Sin conocimientos previos de electricidad o de ingeniería, Carlos Rodríguez se puso manos a la obra y en seis años ha terminado su propio coche eléctrico, un deportivo que ofrece 300 km de autonomía y que es plenamente funcional.

No son pocos los personajes que a lo largo de la historia han aprovechado el reposo de una enfermedad para sacar adelante ideas fantásticas, como el famosos relojero John Harrison.
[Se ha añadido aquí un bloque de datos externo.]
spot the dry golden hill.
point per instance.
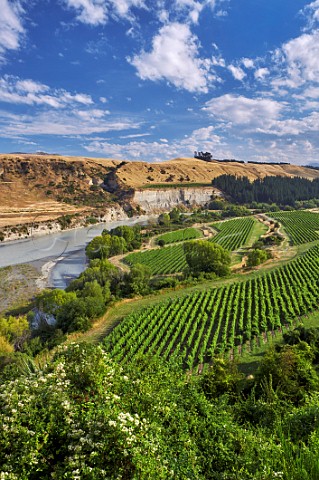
(191, 170)
(44, 187)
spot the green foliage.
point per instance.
(233, 234)
(256, 257)
(221, 377)
(291, 370)
(270, 189)
(199, 325)
(160, 261)
(104, 246)
(164, 219)
(302, 227)
(131, 235)
(13, 328)
(84, 416)
(137, 282)
(178, 236)
(202, 256)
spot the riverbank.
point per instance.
(25, 231)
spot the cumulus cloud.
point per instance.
(237, 72)
(292, 126)
(194, 8)
(92, 12)
(301, 56)
(174, 57)
(27, 91)
(240, 110)
(11, 28)
(311, 11)
(97, 12)
(261, 73)
(248, 63)
(157, 151)
(65, 123)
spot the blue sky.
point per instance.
(157, 79)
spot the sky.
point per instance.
(154, 80)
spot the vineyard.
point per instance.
(180, 235)
(233, 234)
(160, 261)
(199, 325)
(301, 226)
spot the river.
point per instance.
(60, 256)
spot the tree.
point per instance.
(256, 257)
(164, 219)
(138, 279)
(203, 256)
(174, 215)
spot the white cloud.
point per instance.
(122, 7)
(248, 63)
(136, 135)
(261, 73)
(65, 123)
(301, 56)
(174, 57)
(157, 151)
(17, 91)
(92, 12)
(11, 28)
(237, 72)
(241, 110)
(194, 8)
(312, 13)
(311, 92)
(97, 12)
(292, 126)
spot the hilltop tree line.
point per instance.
(271, 189)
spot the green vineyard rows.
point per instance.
(301, 226)
(160, 261)
(199, 325)
(233, 234)
(180, 235)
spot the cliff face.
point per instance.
(157, 200)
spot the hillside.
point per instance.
(44, 187)
(191, 170)
(40, 188)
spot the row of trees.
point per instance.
(271, 189)
(114, 242)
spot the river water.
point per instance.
(61, 255)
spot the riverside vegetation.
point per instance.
(135, 406)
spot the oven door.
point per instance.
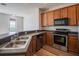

En este caso el protagonista es el profesor de educación física de Cartagena, Carlos Rodríguez, quien ha conseguido hacer su propio coche eléctrico.

Sin formación como ingeniero mecánico o eléctrico, Carlos Rodríguez aprovechó las largas horas de reposo obligado por una meningitis para empaparse de libros e información al respecto y, después de 6 años de duro trabajo, por fin ha hecho realidad su idea de construir su propio coche eléctrico.

Aunque en un principio lo que pretendía era probar su habilidad reformando un coche viejo, poco a poco fue cambiando su objetivo y encontró mucha ayuda en los modelos de Tesla, cuyas patentes están libres de derechos y pueden utilizarse sin pagar millonarios royalties.

El diseño de la carrocería es 100% de Carlos Rodríguez, quien la ha esculpido en fibra de vidrio, aunque en ella veremos piezas que nos resultarán familiares, como los pilotos traseros del Audi Q3. El motivo es que estos elementos ya están homologados y su funcionamiento es bueno.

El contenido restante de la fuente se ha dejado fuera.